Daniel Burka, who was then the creative director at Digg, said sure, he'd love to grab coffee. Coffee turned into rock climbing, which turned into a cascade of introductions and friendships. Whether he knew it or not, Burka had facilitated a ton of relationships.
"Suddenly I wasn't all alone in Oakland anymore," Watkins writes.
Though he'd be let go from this startup job a few months later, he had friends who could help him find contract work while he sought out a full-time gig. Eventually he was introduced to the folks at Zoosk, and suddenly he was "off to the races," designing products for millions. And after that, Formspring, Amazon, and Etsy.

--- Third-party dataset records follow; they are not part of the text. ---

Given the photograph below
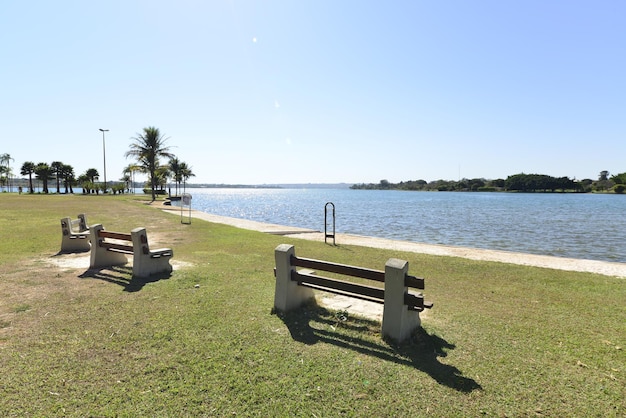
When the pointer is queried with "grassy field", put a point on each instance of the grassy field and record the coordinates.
(502, 339)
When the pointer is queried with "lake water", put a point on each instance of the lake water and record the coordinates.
(588, 226)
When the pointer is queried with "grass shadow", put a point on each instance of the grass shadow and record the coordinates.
(123, 276)
(313, 324)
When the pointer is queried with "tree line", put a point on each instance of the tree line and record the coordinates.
(147, 148)
(526, 183)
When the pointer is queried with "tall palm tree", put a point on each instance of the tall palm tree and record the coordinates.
(185, 173)
(44, 173)
(147, 148)
(28, 169)
(5, 160)
(92, 173)
(67, 173)
(130, 170)
(175, 170)
(56, 167)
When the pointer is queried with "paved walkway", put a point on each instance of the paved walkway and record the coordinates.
(559, 263)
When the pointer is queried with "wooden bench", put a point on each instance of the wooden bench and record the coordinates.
(401, 306)
(111, 249)
(75, 234)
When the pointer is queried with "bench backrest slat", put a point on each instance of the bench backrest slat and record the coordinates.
(341, 285)
(344, 269)
(118, 247)
(114, 235)
(414, 282)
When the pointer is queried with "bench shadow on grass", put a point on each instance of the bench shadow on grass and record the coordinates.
(421, 352)
(123, 276)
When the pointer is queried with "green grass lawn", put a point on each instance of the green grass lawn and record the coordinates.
(501, 340)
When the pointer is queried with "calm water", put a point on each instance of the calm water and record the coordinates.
(587, 226)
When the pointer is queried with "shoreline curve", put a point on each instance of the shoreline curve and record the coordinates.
(558, 263)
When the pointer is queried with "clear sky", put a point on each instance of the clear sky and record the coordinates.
(300, 91)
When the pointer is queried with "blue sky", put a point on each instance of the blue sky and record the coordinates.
(255, 92)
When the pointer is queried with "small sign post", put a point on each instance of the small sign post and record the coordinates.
(185, 204)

Watkins writes that he gets "overwhelmed by feelings of gratitude" when he thinks on all the people who helped him—though they totally didn't have to. So now he answers those cold email messages that come his way every so often—that was him, then.
There's a lot to be learned from his story:
- As 99u observes, when you're kind to people—and thus open up opportunities—you can change their lives.
- You need a lot of hustle—and coffee dates—to be let into any industry.
- Kindness is a form of networking.
- As John A. Daly writes in Advocacy, when someone asks you to lunch (or rock climbing) say yes.